YES. Every human being on earth is creative. This is not an opinion, but a fact. However, each one of us has a different creativity type and level, and is moved by different intentions and motives.
If we are creative beings by nature, then why do we witness so many ‘stolen’ ideas in Egypt?
(Intellectual property infringement happens everywhere, but for this post I am going to focus specifically on Egypt)
I am not writing to be the voice of wisdom here, I can’t is a more accurate way of saying it; I did enjoy the latest season of ‘suits’, and would like to note that Gabriel Macht would be pleased to know that I am a huge fan! Besides, Piracy is a different issue… more or less!
When it comes to intellectual property and how we deal with it, the lack of creativity is what concerns me most.
The more I ruminate on this thought, the more it appears to be about lack of individuality rather than lack of creativity, along with an obvious lack of IP awareness. Designers deal with this on so many levels, and are prone to making many mistakes themselves, especially when they are still design students –I know I did; at the end of the day all creative ideas are inspired and developed from something, and the copying process might subconsciously occur. Writers also face the same thing, they might find themselves writing words similar to something they have read and appears to be stuck at the back of their heads. Yet, as their creative level increases, they become more conscious about their individuality, this requires some work on their creative confidence as well.
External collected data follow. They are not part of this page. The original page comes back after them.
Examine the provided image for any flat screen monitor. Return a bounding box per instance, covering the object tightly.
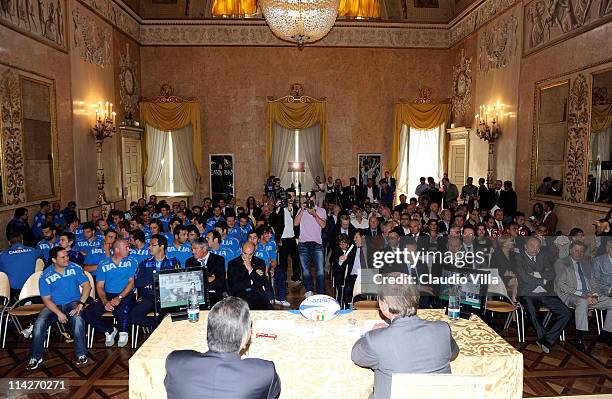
[153,267,208,316]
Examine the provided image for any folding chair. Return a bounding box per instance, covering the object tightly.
[484,268,523,342]
[0,272,10,346]
[2,272,44,348]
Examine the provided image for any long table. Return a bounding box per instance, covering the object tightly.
[129,309,523,398]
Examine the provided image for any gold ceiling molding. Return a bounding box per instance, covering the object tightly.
[449,0,518,46]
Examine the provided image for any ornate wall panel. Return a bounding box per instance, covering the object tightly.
[139,21,449,48]
[452,48,473,123]
[78,0,140,41]
[72,5,112,68]
[449,0,518,45]
[564,73,589,203]
[478,14,518,73]
[0,0,67,50]
[118,43,139,116]
[524,0,612,55]
[0,68,26,204]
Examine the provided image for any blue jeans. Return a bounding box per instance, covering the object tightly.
[31,301,87,360]
[84,293,134,333]
[298,242,325,294]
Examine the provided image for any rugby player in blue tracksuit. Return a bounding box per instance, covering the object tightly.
[37,223,60,265]
[166,225,192,267]
[32,201,50,241]
[0,233,43,300]
[128,229,150,265]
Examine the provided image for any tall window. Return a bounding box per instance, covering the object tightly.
[284,130,313,192]
[397,124,444,200]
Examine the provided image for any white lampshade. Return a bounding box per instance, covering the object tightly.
[259,0,339,47]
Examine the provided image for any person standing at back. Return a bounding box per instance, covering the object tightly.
[164,296,281,399]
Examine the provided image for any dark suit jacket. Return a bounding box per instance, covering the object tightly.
[541,212,559,235]
[515,251,556,296]
[332,224,357,245]
[360,226,381,237]
[272,205,299,244]
[477,185,492,210]
[165,350,281,399]
[503,190,518,216]
[437,220,451,235]
[186,254,227,297]
[344,185,363,206]
[351,316,459,399]
[227,256,267,296]
[331,244,357,286]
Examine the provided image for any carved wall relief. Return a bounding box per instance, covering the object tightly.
[524,0,612,55]
[119,43,139,118]
[452,48,473,126]
[0,0,66,50]
[564,73,589,203]
[0,68,26,204]
[478,14,518,73]
[72,6,111,68]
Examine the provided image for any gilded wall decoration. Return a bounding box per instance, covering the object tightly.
[0,68,26,204]
[450,0,518,45]
[0,0,66,50]
[119,42,139,117]
[524,0,612,55]
[478,14,518,73]
[564,74,589,203]
[78,0,140,41]
[452,48,473,125]
[72,6,111,68]
[139,22,448,48]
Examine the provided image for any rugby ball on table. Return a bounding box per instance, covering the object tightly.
[298,295,341,321]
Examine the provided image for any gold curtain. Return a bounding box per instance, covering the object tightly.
[140,100,205,178]
[265,98,328,176]
[390,102,451,179]
[338,0,380,18]
[212,0,257,17]
[592,103,612,132]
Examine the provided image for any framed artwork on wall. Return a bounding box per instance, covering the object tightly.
[209,154,234,201]
[357,154,382,188]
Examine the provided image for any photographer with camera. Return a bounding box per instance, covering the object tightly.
[294,191,327,297]
[272,189,302,302]
[265,176,283,205]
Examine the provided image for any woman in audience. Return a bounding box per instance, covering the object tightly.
[245,196,261,220]
[351,274,459,399]
[331,234,353,303]
[531,202,544,227]
[490,236,518,300]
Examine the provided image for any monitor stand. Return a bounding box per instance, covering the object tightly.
[170,312,188,322]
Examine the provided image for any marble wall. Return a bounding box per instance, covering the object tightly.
[140,46,451,202]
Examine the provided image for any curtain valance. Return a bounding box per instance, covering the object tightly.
[391,102,451,179]
[265,98,328,176]
[592,103,612,132]
[140,100,204,177]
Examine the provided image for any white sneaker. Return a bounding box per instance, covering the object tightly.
[117,332,129,348]
[304,291,314,298]
[276,300,291,307]
[105,328,118,347]
[21,324,33,339]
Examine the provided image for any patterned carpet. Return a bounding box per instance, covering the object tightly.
[1,282,610,399]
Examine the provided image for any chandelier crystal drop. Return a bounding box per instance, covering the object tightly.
[259,0,340,48]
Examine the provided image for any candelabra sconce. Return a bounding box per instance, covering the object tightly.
[92,101,116,205]
[474,103,503,187]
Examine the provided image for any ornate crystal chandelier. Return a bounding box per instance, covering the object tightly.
[259,0,340,49]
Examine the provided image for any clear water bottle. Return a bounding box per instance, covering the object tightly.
[447,283,461,320]
[187,282,199,323]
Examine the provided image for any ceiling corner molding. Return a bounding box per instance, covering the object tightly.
[78,0,141,41]
[449,0,518,46]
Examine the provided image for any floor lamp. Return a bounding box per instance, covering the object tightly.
[288,161,305,203]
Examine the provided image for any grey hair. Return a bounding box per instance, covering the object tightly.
[207,297,251,353]
[192,237,209,250]
[378,272,419,318]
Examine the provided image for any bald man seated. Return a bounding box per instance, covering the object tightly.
[227,242,272,310]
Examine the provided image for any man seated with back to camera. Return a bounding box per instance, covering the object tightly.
[186,237,227,306]
[351,272,459,399]
[164,296,280,399]
[227,242,271,310]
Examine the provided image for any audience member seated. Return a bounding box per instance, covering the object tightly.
[26,247,91,370]
[516,237,571,353]
[164,297,281,399]
[0,232,43,301]
[227,242,271,310]
[186,237,227,306]
[130,234,180,330]
[84,240,138,347]
[554,241,612,350]
[351,273,459,399]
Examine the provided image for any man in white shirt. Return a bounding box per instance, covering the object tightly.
[351,207,369,230]
[415,177,429,197]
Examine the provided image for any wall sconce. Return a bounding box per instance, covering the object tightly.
[92,101,116,205]
[474,103,501,143]
[92,101,116,141]
[474,102,504,188]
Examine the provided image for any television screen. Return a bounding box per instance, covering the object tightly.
[158,269,206,310]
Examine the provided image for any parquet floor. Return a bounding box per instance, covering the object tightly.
[0,278,610,399]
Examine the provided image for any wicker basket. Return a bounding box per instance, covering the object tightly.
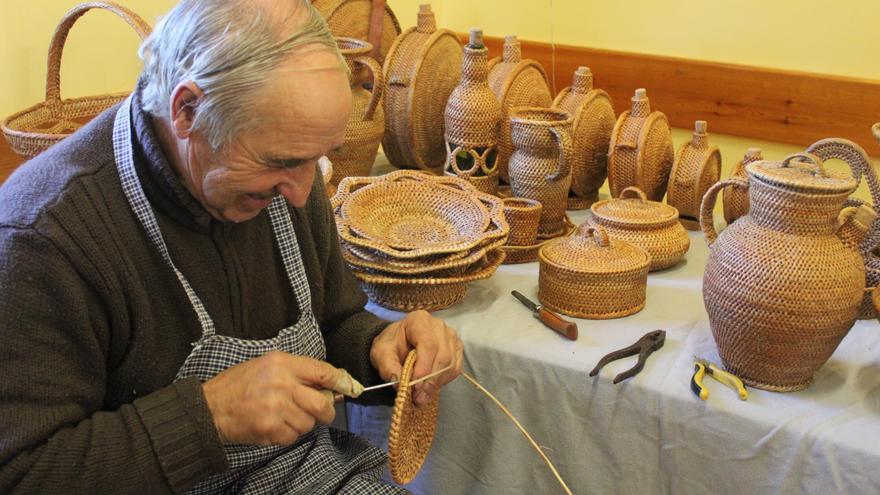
[487,35,553,184]
[313,0,401,64]
[342,236,506,276]
[501,216,575,264]
[502,197,542,246]
[381,4,462,172]
[722,148,763,225]
[389,350,439,484]
[591,186,690,271]
[667,121,722,230]
[1,2,152,158]
[607,88,674,201]
[552,67,616,210]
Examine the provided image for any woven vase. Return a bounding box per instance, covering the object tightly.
[508,107,573,236]
[443,28,502,195]
[326,38,384,186]
[701,153,865,392]
[552,66,616,209]
[722,148,763,225]
[667,121,722,230]
[607,88,674,201]
[487,35,553,184]
[313,0,401,64]
[805,137,880,320]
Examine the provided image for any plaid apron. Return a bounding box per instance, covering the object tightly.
[113,96,406,494]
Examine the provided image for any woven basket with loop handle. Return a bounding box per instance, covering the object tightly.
[722,148,763,225]
[381,4,462,173]
[313,0,401,64]
[667,120,722,230]
[1,2,152,158]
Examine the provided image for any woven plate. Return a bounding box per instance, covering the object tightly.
[382,4,462,172]
[487,35,553,183]
[667,121,721,230]
[341,236,507,276]
[313,0,401,64]
[389,350,439,485]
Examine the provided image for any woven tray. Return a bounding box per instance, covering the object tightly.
[341,236,507,276]
[381,4,462,172]
[313,0,401,64]
[1,2,152,158]
[607,88,674,201]
[722,148,763,225]
[487,35,553,183]
[389,350,439,484]
[666,121,722,230]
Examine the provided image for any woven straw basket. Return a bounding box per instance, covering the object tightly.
[591,186,690,271]
[607,88,674,201]
[1,2,151,158]
[539,223,650,318]
[381,4,462,173]
[667,121,722,230]
[502,197,542,246]
[389,350,439,484]
[487,35,553,184]
[722,148,763,225]
[552,66,616,209]
[313,0,401,64]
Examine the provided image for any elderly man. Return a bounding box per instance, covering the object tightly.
[0,0,462,492]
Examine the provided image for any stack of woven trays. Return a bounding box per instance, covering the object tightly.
[331,170,509,311]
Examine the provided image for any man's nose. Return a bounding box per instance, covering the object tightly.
[275,165,316,208]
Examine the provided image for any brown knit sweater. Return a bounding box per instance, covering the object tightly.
[0,89,393,493]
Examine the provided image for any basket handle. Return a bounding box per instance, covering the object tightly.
[700,177,749,245]
[547,126,572,182]
[780,152,827,177]
[576,222,610,248]
[873,123,880,144]
[355,56,384,121]
[45,2,152,113]
[619,186,648,202]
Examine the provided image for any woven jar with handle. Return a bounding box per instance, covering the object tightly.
[700,153,865,392]
[508,107,574,236]
[313,0,401,64]
[552,67,616,210]
[502,197,542,247]
[590,186,690,271]
[1,1,152,158]
[443,28,502,195]
[487,35,553,184]
[325,38,384,186]
[805,137,880,320]
[722,148,763,225]
[667,121,722,230]
[381,4,462,173]
[607,88,674,201]
[539,223,650,319]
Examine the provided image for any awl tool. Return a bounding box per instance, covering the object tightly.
[511,291,578,340]
[691,358,748,401]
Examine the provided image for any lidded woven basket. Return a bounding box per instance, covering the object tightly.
[381,4,462,173]
[1,1,152,158]
[539,223,650,319]
[591,186,690,271]
[607,88,674,201]
[313,0,401,64]
[667,121,722,230]
[552,66,616,209]
[487,35,553,183]
[722,148,763,225]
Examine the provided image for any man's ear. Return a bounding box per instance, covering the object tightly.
[169,81,205,139]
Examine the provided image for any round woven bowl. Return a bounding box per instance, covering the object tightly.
[341,236,507,276]
[389,350,439,485]
[667,121,721,230]
[1,2,152,158]
[502,197,542,246]
[313,0,401,64]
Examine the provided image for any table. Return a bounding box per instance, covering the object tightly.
[346,206,880,495]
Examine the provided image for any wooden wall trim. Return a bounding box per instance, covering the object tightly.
[472,34,880,155]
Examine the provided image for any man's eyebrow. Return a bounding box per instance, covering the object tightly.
[266,157,309,168]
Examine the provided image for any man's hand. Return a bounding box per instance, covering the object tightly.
[370,310,464,406]
[201,351,342,446]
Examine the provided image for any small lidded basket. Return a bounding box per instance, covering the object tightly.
[590,186,689,271]
[538,224,650,319]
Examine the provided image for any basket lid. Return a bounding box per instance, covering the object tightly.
[591,187,678,226]
[747,153,857,194]
[540,224,650,274]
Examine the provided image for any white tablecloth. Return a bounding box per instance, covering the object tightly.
[346,206,880,495]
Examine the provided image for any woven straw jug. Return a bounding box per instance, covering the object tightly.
[508,107,573,236]
[667,121,722,230]
[700,153,865,392]
[487,35,553,184]
[444,28,502,195]
[722,148,763,225]
[326,38,384,186]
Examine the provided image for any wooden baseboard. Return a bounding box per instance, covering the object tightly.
[471,35,880,155]
[0,138,25,185]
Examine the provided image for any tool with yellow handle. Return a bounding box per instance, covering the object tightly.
[691,359,748,401]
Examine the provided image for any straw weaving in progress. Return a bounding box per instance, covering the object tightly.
[388,351,439,485]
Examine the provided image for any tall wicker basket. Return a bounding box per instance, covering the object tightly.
[1,2,152,158]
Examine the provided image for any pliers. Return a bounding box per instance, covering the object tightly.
[589,330,666,384]
[691,359,748,401]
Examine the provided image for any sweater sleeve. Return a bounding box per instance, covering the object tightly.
[0,226,227,493]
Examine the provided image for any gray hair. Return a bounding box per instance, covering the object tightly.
[139,0,344,150]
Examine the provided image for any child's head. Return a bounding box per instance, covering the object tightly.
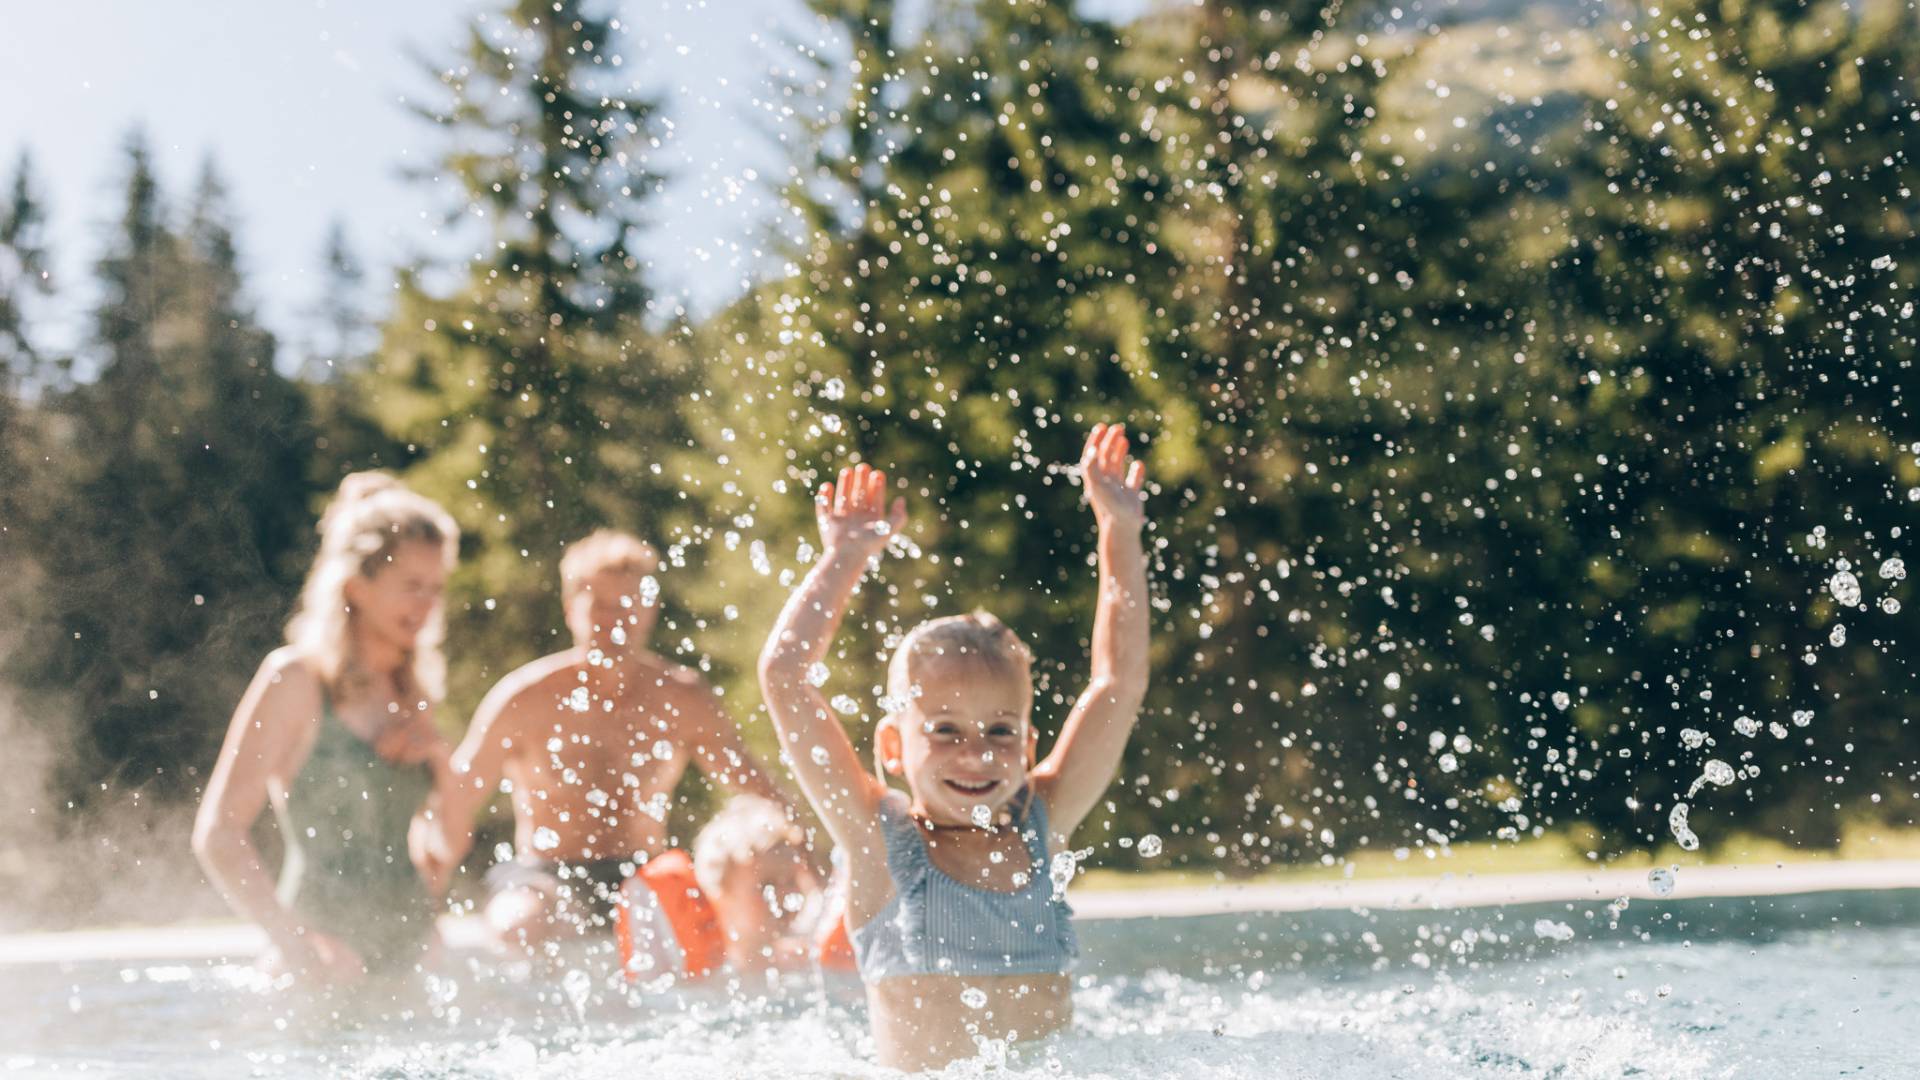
[559,529,660,655]
[876,612,1037,827]
[692,796,818,964]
Peter Gould is an exceptional designer and artist who has a passion for Islamic design, few months ago he shared that a group of youth from Egypt are commercially using his designs for an “Islamic” T-shirt business. The idea of having t-shirts with an inspiring Islamic theme is creative and is a market niche, it’s the implementation of the idea that took a wrong turn. The guys might just have googled ‘Islamic designs’ and used his work without being aware of anything; after all they are working for a good cause. However, the ends do not justify the means this time. This is the passion and journey of a designer. Value his work. Ask for permission, if it is not granted then hire graphic designers who can create unique designs for your business.
Another case is the rather sad ‘happy page at Egypt’ that has over 37k likes on Facebook! Happiness is mahshy, no doubt. However, happiness is not a lawsuit! The content of ‘last lemon’ is clearly licensed. Their work has touched and reached thousands of people, and again for a great cause; making the world a happier place. This does not justify using their work without permission, even if it is aligned with their mission. Implementing the idea in Egypt at such times is very creative, it is, but collaborating with them would have been a better choice. Collaboration denied? no problem either, it’s their product their vision, get inspired and develop your own unique way of documenting happiness in Egypt.
Lastly, I recently read about the case of fustany.com, it’s very upsetting to see Egyptians who work so hard in such difficult times and courageously decide to follow their dreams, have bigger networks scrap their online content and say things like that’s the norm, it always happens get used to it! It should not be the norm, stealing someone else’s work is not a solution for your creative block!
We need to increase IP awareness in Egypt, this wont just happen by telling people what they shouldn’t do; increasing their sense of individuality and their level of creative confidence should be part of the campaign. Creativity is not a one time thing, it’s an infinite mood of life that we all can experience. Things get confused when creativity is mixed with fahlawa –an egyptian word meaning innovative ways of overcoming obstacles- fahlawa is a creative process, it’s a spontaneous fast design reaction to stubborn problems. Unfortunately through time the word fahlawa has developed a negative connotation, and is sometimes used to describe fast ways of attaining money by conning people.
It’s time to redefine fahlawa, let’s start practicing Ethical Fahlawism!